Wednesday, July 23, 2008

Some tourism

I'm reading "African Laughter," by Doris Lessing, an account by Lessing of a series of visits back to her homeland between '85 and '92 -- a very engaging read in these times, sometimes very sad in its early naivety about Mugabe, sometimes disturbingly accurate in its predictions, all of it uncannily recognizable in Zimbabwe 2008. Especially disturbing are the white Zimbabweans one meets, still nostalgic for colonial rule in the same way as Lessing's contemporaries.

I crawled inside a hollow baobab tree in the countryside the other day. I didn't notice any creepy crawlies inside the baobab tree -- just dust, dust, dust, dust, dust, inches thick. The pictures from inside the tree are generally long exposures, because the flash just bounced off of particles of dust -- I can show you when I get home.
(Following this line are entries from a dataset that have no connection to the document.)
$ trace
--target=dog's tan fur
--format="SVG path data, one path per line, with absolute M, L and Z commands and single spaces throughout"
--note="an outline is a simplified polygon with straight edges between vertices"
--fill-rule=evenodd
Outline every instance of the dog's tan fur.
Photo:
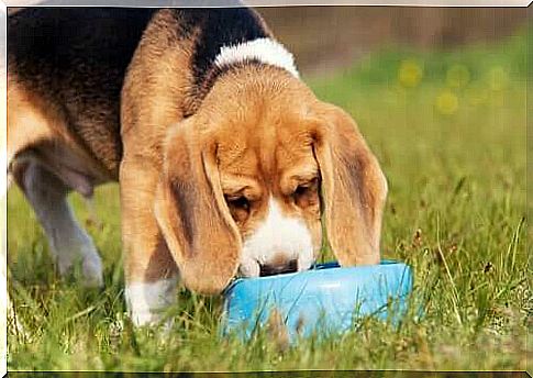
M 353 120 L 267 65 L 242 65 L 206 96 L 191 94 L 200 31 L 185 36 L 179 22 L 159 10 L 148 23 L 125 75 L 120 135 L 112 121 L 119 118 L 107 116 L 112 99 L 97 102 L 103 114 L 97 126 L 84 110 L 81 126 L 73 127 L 46 88 L 18 78 L 23 67 L 14 57 L 8 74 L 13 162 L 31 153 L 74 189 L 120 182 L 127 282 L 179 270 L 187 287 L 219 292 L 236 274 L 242 241 L 266 216 L 269 197 L 284 214 L 304 221 L 317 251 L 323 213 L 342 265 L 378 263 L 387 186 Z M 249 209 L 232 205 L 235 196 L 245 196 Z

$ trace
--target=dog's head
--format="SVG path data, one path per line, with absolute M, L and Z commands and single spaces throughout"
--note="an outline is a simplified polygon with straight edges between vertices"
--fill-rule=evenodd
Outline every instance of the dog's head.
M 387 185 L 354 121 L 289 75 L 267 74 L 226 74 L 168 131 L 156 216 L 200 292 L 237 270 L 308 269 L 322 216 L 342 265 L 379 262 Z

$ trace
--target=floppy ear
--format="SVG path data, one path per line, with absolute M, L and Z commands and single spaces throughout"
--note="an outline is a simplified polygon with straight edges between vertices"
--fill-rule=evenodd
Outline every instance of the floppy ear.
M 314 142 L 325 229 L 342 266 L 377 264 L 387 181 L 357 125 L 327 105 Z
M 214 141 L 200 137 L 192 122 L 173 126 L 155 200 L 157 222 L 184 284 L 202 293 L 216 293 L 227 286 L 241 252 L 215 154 Z

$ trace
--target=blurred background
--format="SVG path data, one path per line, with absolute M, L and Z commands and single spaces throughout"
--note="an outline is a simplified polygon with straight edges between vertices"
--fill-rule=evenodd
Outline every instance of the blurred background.
M 385 46 L 454 49 L 493 43 L 525 25 L 525 8 L 257 8 L 303 74 L 332 71 Z

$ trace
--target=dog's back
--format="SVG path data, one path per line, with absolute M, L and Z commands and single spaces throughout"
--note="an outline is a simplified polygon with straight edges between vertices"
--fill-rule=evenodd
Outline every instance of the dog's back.
M 46 108 L 56 108 L 68 120 L 64 132 L 112 174 L 118 171 L 121 155 L 120 91 L 152 13 L 146 9 L 31 8 L 8 21 L 10 89 L 15 87 L 38 97 Z

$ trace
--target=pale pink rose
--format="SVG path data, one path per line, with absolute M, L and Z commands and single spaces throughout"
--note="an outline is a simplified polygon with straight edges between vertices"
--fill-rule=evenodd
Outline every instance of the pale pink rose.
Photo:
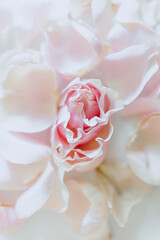
M 123 108 L 118 94 L 98 79 L 72 81 L 62 92 L 53 126 L 54 160 L 71 170 L 96 167 L 113 132 L 111 116 Z
M 123 23 L 141 22 L 160 32 L 159 0 L 123 0 L 117 13 L 117 20 Z

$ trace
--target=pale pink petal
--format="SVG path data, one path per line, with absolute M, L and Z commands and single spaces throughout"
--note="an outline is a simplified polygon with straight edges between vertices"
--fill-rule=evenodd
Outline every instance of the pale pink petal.
M 98 35 L 105 40 L 114 24 L 114 11 L 109 0 L 92 0 L 92 16 Z
M 98 239 L 103 240 L 108 233 L 107 226 L 103 227 L 108 211 L 101 192 L 94 185 L 77 180 L 69 180 L 67 186 L 70 200 L 65 218 L 79 232 L 80 239 L 91 240 L 101 235 Z
M 98 37 L 75 21 L 52 22 L 44 33 L 48 62 L 69 79 L 90 71 L 102 57 Z
M 0 233 L 11 230 L 21 222 L 22 220 L 17 219 L 14 207 L 0 206 Z
M 160 115 L 143 119 L 128 144 L 127 160 L 143 181 L 160 184 Z
M 5 127 L 18 132 L 48 128 L 57 110 L 54 71 L 36 52 L 17 53 L 7 64 L 0 102 Z
M 64 184 L 64 170 L 62 168 L 57 168 L 55 164 L 53 164 L 53 167 L 55 171 L 53 192 L 45 204 L 45 207 L 62 213 L 68 208 L 69 192 Z
M 52 193 L 54 178 L 54 169 L 49 163 L 39 179 L 17 199 L 18 218 L 31 216 L 45 204 Z
M 160 46 L 160 36 L 139 23 L 116 24 L 109 32 L 107 41 L 113 52 L 144 43 L 148 46 Z
M 47 158 L 51 152 L 50 147 L 35 141 L 28 141 L 14 133 L 1 130 L 1 155 L 12 163 L 30 164 Z
M 146 45 L 136 45 L 105 57 L 95 77 L 120 93 L 125 104 L 132 102 L 157 72 L 156 51 Z
M 129 213 L 149 192 L 150 186 L 138 179 L 123 164 L 102 164 L 96 170 L 106 202 L 120 226 L 124 226 Z

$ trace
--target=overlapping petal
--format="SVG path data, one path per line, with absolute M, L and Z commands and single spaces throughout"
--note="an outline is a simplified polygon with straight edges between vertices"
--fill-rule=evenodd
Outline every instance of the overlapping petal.
M 11 59 L 7 59 L 11 55 Z M 12 52 L 2 59 L 1 118 L 17 132 L 37 132 L 51 126 L 57 110 L 55 72 L 37 52 Z
M 135 174 L 153 185 L 160 184 L 159 123 L 159 113 L 144 118 L 130 140 L 127 154 L 128 163 Z

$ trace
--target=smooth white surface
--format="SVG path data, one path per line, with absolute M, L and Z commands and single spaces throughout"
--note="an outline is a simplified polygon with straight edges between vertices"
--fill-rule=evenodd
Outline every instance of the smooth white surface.
M 160 239 L 160 187 L 136 205 L 125 228 L 110 219 L 111 240 Z M 0 240 L 78 240 L 78 236 L 60 215 L 41 210 L 19 229 L 0 236 Z M 98 239 L 97 239 L 98 240 Z M 107 239 L 106 239 L 107 240 Z

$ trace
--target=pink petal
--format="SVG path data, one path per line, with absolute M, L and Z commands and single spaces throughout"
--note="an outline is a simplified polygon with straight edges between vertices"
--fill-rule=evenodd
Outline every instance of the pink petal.
M 30 164 L 47 158 L 50 147 L 1 130 L 0 153 L 11 163 Z
M 160 184 L 160 115 L 142 119 L 128 144 L 127 160 L 135 174 L 143 181 Z
M 53 22 L 44 33 L 49 63 L 67 78 L 88 72 L 102 56 L 97 36 L 74 21 Z
M 57 110 L 54 71 L 36 52 L 17 53 L 7 64 L 0 103 L 5 127 L 19 132 L 48 128 Z
M 45 204 L 52 193 L 54 177 L 54 169 L 49 163 L 39 179 L 16 201 L 18 218 L 31 216 Z
M 129 104 L 157 70 L 154 49 L 136 45 L 105 57 L 97 68 L 96 76 L 104 85 L 119 92 L 124 103 Z

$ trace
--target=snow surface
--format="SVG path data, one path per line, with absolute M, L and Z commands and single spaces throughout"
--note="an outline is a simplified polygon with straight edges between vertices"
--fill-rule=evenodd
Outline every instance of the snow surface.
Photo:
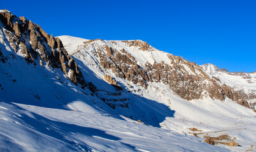
M 233 87 L 236 91 L 242 90 L 247 94 L 256 94 L 256 72 L 231 73 L 220 70 L 216 65 L 210 63 L 201 66 L 209 75 L 218 78 L 222 82 Z M 248 101 L 256 103 L 256 99 Z M 256 104 L 254 108 L 256 109 Z
M 188 101 L 162 83 L 149 82 L 144 89 L 103 70 L 94 49 L 80 46 L 86 39 L 59 37 L 74 53 L 86 82 L 99 89 L 94 94 L 74 85 L 59 69 L 28 65 L 4 35 L 2 28 L 0 51 L 9 58 L 0 63 L 0 151 L 245 151 L 256 145 L 255 113 L 232 101 Z M 126 47 L 141 65 L 170 61 L 166 53 L 115 42 L 96 42 L 118 50 Z M 104 80 L 106 73 L 124 91 L 117 92 Z M 129 108 L 113 110 L 104 98 L 125 99 Z M 193 136 L 191 127 L 202 130 L 197 133 L 203 135 L 227 134 L 241 146 L 208 144 L 200 134 Z
M 157 49 L 151 51 L 139 50 L 134 47 L 129 48 L 120 41 L 103 41 L 99 40 L 96 41 L 96 44 L 99 46 L 98 47 L 107 44 L 116 49 L 116 50 L 124 48 L 126 51 L 135 57 L 139 65 L 143 65 L 146 61 L 151 62 L 152 64 L 153 63 L 154 61 L 157 62 L 164 61 L 165 63 L 170 63 L 171 61 L 170 59 L 167 58 L 167 53 L 166 53 Z M 132 113 L 142 113 L 150 118 L 152 115 L 155 115 L 154 117 L 157 118 L 160 126 L 152 123 L 150 125 L 177 132 L 192 134 L 193 132 L 191 132 L 188 129 L 196 127 L 203 130 L 200 133 L 203 133 L 204 135 L 210 134 L 213 137 L 227 134 L 237 139 L 235 141 L 239 144 L 241 143 L 243 146 L 238 148 L 223 145 L 221 146 L 225 146 L 234 151 L 247 150 L 250 148 L 251 145 L 256 144 L 255 142 L 256 141 L 255 137 L 256 137 L 255 129 L 256 115 L 252 110 L 241 106 L 229 99 L 221 101 L 205 99 L 204 100 L 188 101 L 175 95 L 167 86 L 162 83 L 149 82 L 148 89 L 145 90 L 129 81 L 116 77 L 111 70 L 106 72 L 102 70 L 99 66 L 99 59 L 94 55 L 95 51 L 93 48 L 82 47 L 79 49 L 80 51 L 73 54 L 73 57 L 76 63 L 78 63 L 80 68 L 83 69 L 82 70 L 85 70 L 85 73 L 85 73 L 87 80 L 90 79 L 92 82 L 96 82 L 94 84 L 97 87 L 103 88 L 104 86 L 101 82 L 95 79 L 95 77 L 89 75 L 97 75 L 97 79 L 99 78 L 104 80 L 104 75 L 108 73 L 116 79 L 118 84 L 125 86 L 132 93 L 144 99 L 150 99 L 150 101 L 157 101 L 158 103 L 165 105 L 166 107 L 169 107 L 171 110 L 171 111 L 166 110 L 165 106 L 157 106 L 155 102 L 152 102 L 150 104 L 150 101 L 145 99 L 141 99 L 143 104 L 140 105 L 141 103 L 139 103 L 139 98 L 134 99 L 132 96 L 126 94 L 131 99 L 131 104 L 134 103 L 135 106 L 132 107 L 131 106 L 129 111 L 124 111 L 123 109 L 118 111 L 118 110 L 117 109 L 116 110 L 118 111 L 118 113 L 129 116 L 132 115 L 129 112 L 133 111 Z M 90 72 L 92 72 L 92 73 Z M 98 82 L 99 84 L 96 82 Z M 132 87 L 129 87 L 127 86 L 127 84 L 129 84 Z M 106 87 L 104 89 L 109 89 Z M 136 100 L 136 103 L 132 102 L 133 99 Z M 152 105 L 154 105 L 153 106 L 153 108 Z M 138 108 L 138 107 L 143 107 L 144 108 L 136 110 Z M 164 111 L 164 113 L 162 113 L 163 111 Z M 136 118 L 134 115 L 133 116 L 134 118 Z M 137 120 L 141 119 L 143 122 L 148 124 L 150 121 L 139 117 L 137 118 Z M 249 136 L 241 138 L 241 137 L 243 136 L 241 135 L 244 134 Z

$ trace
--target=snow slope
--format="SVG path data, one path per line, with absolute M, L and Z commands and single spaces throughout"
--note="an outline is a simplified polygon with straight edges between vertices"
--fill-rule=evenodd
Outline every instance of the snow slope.
M 1 101 L 1 151 L 229 151 L 128 118 Z
M 62 38 L 60 37 L 60 39 Z M 73 40 L 71 39 L 69 41 L 71 41 Z M 115 42 L 117 46 L 113 45 Z M 150 61 L 150 59 L 159 61 L 164 60 L 167 63 L 169 60 L 164 58 L 164 56 L 167 54 L 166 53 L 160 51 L 145 51 L 134 47 L 125 46 L 122 41 L 116 41 L 115 42 L 108 41 L 97 41 L 99 47 L 107 44 L 115 47 L 114 48 L 117 49 L 124 48 L 125 51 L 134 55 L 138 63 L 140 65 L 146 63 L 148 59 L 148 61 Z M 127 117 L 132 115 L 134 120 L 140 119 L 146 124 L 160 127 L 169 130 L 191 134 L 199 133 L 197 136 L 202 137 L 206 135 L 217 137 L 228 134 L 231 137 L 232 140 L 238 142 L 242 146 L 236 148 L 223 145 L 221 146 L 225 146 L 236 151 L 247 150 L 251 148 L 252 145 L 256 144 L 255 142 L 256 141 L 255 137 L 256 137 L 255 129 L 256 115 L 252 110 L 241 106 L 229 99 L 221 101 L 206 98 L 202 100 L 188 101 L 174 94 L 167 86 L 162 83 L 149 82 L 147 89 L 144 89 L 142 87 L 131 83 L 125 79 L 117 77 L 111 70 L 101 69 L 99 64 L 100 59 L 95 55 L 95 50 L 93 48 L 85 48 L 80 46 L 73 48 L 73 50 L 76 50 L 73 57 L 80 68 L 83 69 L 83 72 L 87 73 L 86 79 L 95 82 L 94 84 L 97 87 L 101 89 L 106 89 L 106 87 L 104 88 L 104 86 L 102 82 L 96 80 L 97 78 L 104 80 L 104 75 L 108 73 L 114 77 L 118 84 L 124 86 L 130 92 L 138 96 L 139 98 L 134 98 L 128 93 L 122 94 L 122 96 L 127 96 L 129 99 L 130 106 L 129 110 L 118 109 L 116 107 L 115 110 L 118 113 Z M 72 49 L 68 51 L 72 51 Z M 97 75 L 97 79 L 93 75 Z M 99 96 L 101 96 L 101 93 L 99 92 Z M 136 101 L 134 102 L 134 101 Z M 141 102 L 143 104 L 143 106 L 140 105 Z M 159 106 L 157 103 L 162 104 Z M 145 104 L 148 106 L 145 106 Z M 152 105 L 155 105 L 153 106 L 153 108 Z M 166 110 L 165 109 L 166 107 L 169 107 L 171 111 Z M 164 113 L 162 113 L 162 111 L 164 111 Z M 146 117 L 150 118 L 148 120 L 134 113 L 141 113 L 139 115 L 143 113 L 143 115 L 147 115 Z M 157 121 L 160 125 L 152 123 L 150 119 Z M 202 131 L 193 132 L 188 129 L 192 127 L 197 128 Z
M 103 69 L 95 47 L 124 48 L 141 66 L 169 63 L 167 53 L 120 41 L 96 41 L 84 48 L 89 40 L 59 37 L 83 73 L 82 89 L 60 68 L 26 61 L 20 46 L 13 49 L 18 41 L 0 23 L 1 151 L 244 151 L 256 145 L 252 110 L 229 99 L 188 101 L 162 82 L 148 82 L 146 89 Z M 106 74 L 123 89 L 108 83 Z M 202 138 L 223 134 L 241 146 L 212 146 Z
I have a great picture of Louise's 82-year-old grandmother crawling into the tree through all the dust, with admirable intrepidity. And yes, the baobab trees are from Le Petit Prince. I picked up a baobab fruit (a source of cream of tartar) as a souvenir -- it's oblong, as hard as a coconut, but with soft green velvet all over the outside. There was a rock ledge near the big baobab, where baboons use rocks to smash open the hard fruits and eat the seeds inside. We did find some hyena dung nearby, though -- white, dry, and full of hair like an owl pellet, because they eat bones and hair and greedily digest the rest.

At Kariba Dam there's a statue of a river god: when the dam was built and that portion of the valley flooded, the Tonga tribe (fishermen) were forcibly relocated to miserable, unfarmable areas where they were told to abandon their ways and learn to farm. With, as one would expect, terrible results. The holding wall built to contain the river while the main dam was built was tall enough to contain a 1000-year flood (the largest flood predicted for a 1000-year period, given the probabilities), but shortly after came a 1 million-year flood, overwhelming the holding wall and ruining the construction. The Tonga concluded that Nyami Nyami was angry at the attempt to contain him, and that the project was doomed -- but it went ahead, as these things do, and they remain displaced.